As the Third Reich collapsed, there was no chance that Peenemünde would be saved. That is why von Braun was utterly amazed when he received an order from the local army defense commander to become soldiers and fight the Russians when they arrived at Peenemünde. This would almost guarantee their demise. But another set of orders came from General Kammler stating that the engineers and scientists were to move to central Germany, close to the Mittelwerk factory. Von Braun was still wary of Kammler's real intentions. Kammler might be moving the scientists to a location where he would have the ability to turn them, along with the technology at the underground Mittelwerk, into hostages. However, von Braun knew it was the best option for their continued freedom.

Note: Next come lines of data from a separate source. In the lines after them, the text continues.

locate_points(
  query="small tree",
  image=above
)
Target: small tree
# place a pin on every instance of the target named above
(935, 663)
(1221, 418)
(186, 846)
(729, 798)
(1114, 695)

Von Braun prepared to evacuate thousands of engineers, scientists and their families to central Germany. It was a tremendous task, but von Braun insisted that it be done in an orderly fashion. He was the consummate leader at this time also. For ten years he had demonstrated his leadership abilities with staff, technical problems, and in dealing with politicians—but this move south really showed the determination of von Braun. German command and society was crumbling all around them, yet somehow the organization held together.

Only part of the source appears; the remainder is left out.